Five Years On, Kerala’s First Food Analytical Lab Yet to Function Fully

Key Development

Kerala’s first Food Analytical and Research Laboratory under the Food Safety Department continues to function with serious limitations, even five years after its inauguration. Authorities laid the foundation stone at Valiya Velicham, Koothuparamba, Kannur, on February 28, 2019, and inaugurated the facility on October 24, 2020. However, the laboratory still lacks a fully functional permanent building and essential infrastructure for comprehensive food testing.

Construction delays State Full-scale Operations

A government order dated February 13, 2020, allotted leased land under KSIDC and assigned construction to the Public Works Department (PWD). Authorities later permitted the laboratory to operate from a rented temporary facility until the permanent structure was completed. Despite this, construction has not progressed beyond the ground floor even after five years, delaying full operations.
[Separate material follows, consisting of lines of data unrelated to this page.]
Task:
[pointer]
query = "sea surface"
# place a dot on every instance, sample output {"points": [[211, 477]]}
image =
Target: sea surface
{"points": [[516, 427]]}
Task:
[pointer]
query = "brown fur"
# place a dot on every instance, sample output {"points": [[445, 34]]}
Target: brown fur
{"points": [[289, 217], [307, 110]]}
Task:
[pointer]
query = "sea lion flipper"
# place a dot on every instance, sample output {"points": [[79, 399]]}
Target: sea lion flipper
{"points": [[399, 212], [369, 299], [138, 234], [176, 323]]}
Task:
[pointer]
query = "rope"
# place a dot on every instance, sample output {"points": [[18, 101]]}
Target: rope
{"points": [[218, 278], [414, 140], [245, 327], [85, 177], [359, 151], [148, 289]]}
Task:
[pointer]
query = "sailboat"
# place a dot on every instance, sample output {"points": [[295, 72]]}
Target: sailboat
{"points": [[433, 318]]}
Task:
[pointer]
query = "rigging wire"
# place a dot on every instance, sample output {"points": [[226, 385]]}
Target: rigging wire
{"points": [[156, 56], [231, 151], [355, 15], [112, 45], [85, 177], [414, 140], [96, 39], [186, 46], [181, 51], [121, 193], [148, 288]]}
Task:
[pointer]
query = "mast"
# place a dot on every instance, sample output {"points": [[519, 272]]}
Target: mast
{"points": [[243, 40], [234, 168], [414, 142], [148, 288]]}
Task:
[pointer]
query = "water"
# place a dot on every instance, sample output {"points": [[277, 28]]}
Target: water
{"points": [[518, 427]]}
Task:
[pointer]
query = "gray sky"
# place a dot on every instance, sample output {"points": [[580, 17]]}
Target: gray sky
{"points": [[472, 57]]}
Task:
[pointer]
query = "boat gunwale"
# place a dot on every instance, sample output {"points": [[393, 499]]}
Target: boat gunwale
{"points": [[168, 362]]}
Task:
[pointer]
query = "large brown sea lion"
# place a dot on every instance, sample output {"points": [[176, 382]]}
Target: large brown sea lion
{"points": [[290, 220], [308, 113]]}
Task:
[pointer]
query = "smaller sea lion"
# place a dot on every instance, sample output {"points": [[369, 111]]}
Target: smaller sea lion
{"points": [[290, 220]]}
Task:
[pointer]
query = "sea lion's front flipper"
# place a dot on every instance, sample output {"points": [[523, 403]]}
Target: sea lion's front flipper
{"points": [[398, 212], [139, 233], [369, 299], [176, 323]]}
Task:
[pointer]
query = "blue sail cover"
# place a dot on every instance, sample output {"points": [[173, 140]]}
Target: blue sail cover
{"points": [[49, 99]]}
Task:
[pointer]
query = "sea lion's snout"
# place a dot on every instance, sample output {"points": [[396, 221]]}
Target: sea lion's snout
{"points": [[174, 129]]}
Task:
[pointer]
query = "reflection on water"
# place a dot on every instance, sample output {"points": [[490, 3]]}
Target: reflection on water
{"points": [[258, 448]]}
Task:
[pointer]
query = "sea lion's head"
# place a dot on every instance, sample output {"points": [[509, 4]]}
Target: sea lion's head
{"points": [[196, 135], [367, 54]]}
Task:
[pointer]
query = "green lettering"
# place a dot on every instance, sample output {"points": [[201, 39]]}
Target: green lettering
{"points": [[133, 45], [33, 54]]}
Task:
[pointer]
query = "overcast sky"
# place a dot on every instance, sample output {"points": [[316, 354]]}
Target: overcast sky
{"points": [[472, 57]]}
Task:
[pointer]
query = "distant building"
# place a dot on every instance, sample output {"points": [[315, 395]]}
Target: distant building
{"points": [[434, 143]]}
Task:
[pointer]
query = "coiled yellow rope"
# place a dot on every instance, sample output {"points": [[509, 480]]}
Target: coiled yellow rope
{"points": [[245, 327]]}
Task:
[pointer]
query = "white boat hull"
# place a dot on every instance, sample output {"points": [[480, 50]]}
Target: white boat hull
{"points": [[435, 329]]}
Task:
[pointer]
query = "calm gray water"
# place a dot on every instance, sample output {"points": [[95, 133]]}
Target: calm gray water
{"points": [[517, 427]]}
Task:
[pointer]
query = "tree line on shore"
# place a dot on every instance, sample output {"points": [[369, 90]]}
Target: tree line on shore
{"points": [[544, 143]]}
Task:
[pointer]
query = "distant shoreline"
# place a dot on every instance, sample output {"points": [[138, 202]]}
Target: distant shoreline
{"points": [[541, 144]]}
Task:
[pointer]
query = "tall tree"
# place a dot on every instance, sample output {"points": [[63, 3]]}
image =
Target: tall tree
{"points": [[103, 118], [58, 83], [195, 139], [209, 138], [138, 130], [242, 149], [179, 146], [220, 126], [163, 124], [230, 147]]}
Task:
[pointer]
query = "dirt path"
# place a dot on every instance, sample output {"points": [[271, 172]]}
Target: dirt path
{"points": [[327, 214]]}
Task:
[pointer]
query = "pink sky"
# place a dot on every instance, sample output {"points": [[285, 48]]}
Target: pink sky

Limited Infrastructure Strains Regional Testing Capacity

The laboratory continues to function from rented premises with minimal infrastructure, according to senior Food Safety Department officials. To sustain basic operations, the department redeployed technical staff from the Kozhikode Regional Analytical Laboratory through an order issued on September 16, 2020. This move has adversely affected the Kozhikode laboratory, the only fully functional regional analytical facility in Malabar.

Absence of NABL Accreditation Limits Statutory Testing

Authorities designated the Kannur Regional Analytical Laboratory to test food samples from Kannur, Wayanad, and Kasaragod districts. However, inadequate manpower and a lack of advanced testing facilities have prevented it from securing NABL accreditation. As a result, the laboratory does not analyse statutory food samples and currently restricts its work to drinking water surveillance samples.

Staff shortages affect Timelines and Revenue Generation

For the past five years, the laboratory has functioned with borrowed technical staff and ministerial personnel drawn from other offices. Despite repeated proposals to create 25 permanent technical and ministerial posts, authorities have not approved them. Food safety laboratories are required to test statutory, surveillance, and private samples. Due to staffing constraints, the Kannur laboratory fails to deliver private sample results within stipulated timelines. RTI records show that the temporary facility earned over ₹1 lakh per month in 2025 from drinking water testing alone, highlighting missed revenue potential.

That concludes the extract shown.